Pada tahun 1865 Masehi pemerintah Hindia Belanda menjadikan pulau Bangka atas 10 distrik yaitu distrik Muntok, Jebus, Sungailiat, Merawang, Belinyu, Pangkalpinang, Kepulauan Lepar, Sungaiselan, Toboali, dan Koba. Masing-masing distrik di pulau Bangka masa ini dikepalai seorang administrateur district (berkebangsaan Belanda), dibantu oleh seorang demang (kepala distrik diangkat dari pribumi) dan di bawahnya beberapa orang kepala onderdistrict yang bergelar batin yang kemudian membawahkan beberapa kepala kampung (gegading) dan kepala dusun (lengan).

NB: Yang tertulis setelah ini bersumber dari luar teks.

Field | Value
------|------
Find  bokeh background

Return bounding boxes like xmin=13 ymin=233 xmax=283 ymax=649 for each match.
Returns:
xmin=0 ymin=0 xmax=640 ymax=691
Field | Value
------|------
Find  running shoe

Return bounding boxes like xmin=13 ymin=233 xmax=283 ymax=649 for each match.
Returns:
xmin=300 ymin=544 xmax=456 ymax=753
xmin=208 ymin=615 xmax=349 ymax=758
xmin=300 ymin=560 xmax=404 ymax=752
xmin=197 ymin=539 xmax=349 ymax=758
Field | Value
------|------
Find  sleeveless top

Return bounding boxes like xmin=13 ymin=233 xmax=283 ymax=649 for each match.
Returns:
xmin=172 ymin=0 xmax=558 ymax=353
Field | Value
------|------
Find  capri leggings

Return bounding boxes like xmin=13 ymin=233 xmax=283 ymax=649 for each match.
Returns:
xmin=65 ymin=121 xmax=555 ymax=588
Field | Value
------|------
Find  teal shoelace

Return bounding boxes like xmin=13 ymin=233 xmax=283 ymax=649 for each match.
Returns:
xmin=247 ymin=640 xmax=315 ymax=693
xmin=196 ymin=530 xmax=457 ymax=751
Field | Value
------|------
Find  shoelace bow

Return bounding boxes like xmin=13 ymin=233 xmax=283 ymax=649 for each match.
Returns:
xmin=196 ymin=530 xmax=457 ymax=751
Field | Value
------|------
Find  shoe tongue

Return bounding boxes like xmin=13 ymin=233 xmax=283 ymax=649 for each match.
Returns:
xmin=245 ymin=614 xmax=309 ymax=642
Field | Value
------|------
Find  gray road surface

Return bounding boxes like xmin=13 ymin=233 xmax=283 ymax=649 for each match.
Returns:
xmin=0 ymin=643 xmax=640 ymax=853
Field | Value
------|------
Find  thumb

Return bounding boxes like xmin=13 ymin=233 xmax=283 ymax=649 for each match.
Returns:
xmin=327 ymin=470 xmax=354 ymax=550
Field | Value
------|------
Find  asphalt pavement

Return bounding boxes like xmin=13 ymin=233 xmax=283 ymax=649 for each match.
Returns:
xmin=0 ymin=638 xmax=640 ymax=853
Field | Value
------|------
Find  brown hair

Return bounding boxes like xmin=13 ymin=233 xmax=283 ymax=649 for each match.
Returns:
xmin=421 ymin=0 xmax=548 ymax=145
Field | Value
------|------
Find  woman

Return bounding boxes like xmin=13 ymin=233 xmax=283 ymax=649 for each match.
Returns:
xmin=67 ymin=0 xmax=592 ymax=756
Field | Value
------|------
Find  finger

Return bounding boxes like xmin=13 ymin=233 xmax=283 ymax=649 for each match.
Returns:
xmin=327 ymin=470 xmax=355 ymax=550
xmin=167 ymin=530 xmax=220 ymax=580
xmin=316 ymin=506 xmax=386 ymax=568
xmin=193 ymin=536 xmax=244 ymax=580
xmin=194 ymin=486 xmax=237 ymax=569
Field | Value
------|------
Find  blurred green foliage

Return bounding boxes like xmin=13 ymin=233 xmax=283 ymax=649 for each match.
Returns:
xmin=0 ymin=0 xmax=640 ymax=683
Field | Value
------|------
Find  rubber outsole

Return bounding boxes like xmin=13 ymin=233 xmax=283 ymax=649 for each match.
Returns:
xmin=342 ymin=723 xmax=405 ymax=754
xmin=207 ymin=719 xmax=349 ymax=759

Pada suasana aman tidak ada peperangan, gejolak politik dan ekonomi, Kota Muntok sebagai tempat kedudukan Residen Bangka sangat terkenal karena berbagai kemajuannya. Perempuan-perempuan dalam Kota Muntok terutama yang tinggal di di rumah panggung di kampung-kampung seperti Kampung Pemuhun dan Kampung Patemun (sekarang Teluk Rubiah) pada masa itu pekerjaannya bertenun, membuat kain dan selendang dari sutra dan ada juga yang dicampur dengan benang emas terutama untuk pakaian orang-orang perempuan.

Kain tenun Muntok itu disebut dengan nama kain Cual. Kain ini kemudian diperdagangkan orang ke negeri lain seperti ke Palembang, pulau Belitung, Pontianak, pada bagian lain tanah melayu, Singapura dan Eropa. Harga selembar kain tenun Cual pada waktu itu berbentuk selendang berkisar paling murah f 25,- sampai f 100,-.

<<Sebelumnya          Selanjutnya>>

(Sumber dikutip dari buku Memarung, Panggung, Bubung, Kampung dan Nganggung, Akhmad Elvian, Tahun 2015)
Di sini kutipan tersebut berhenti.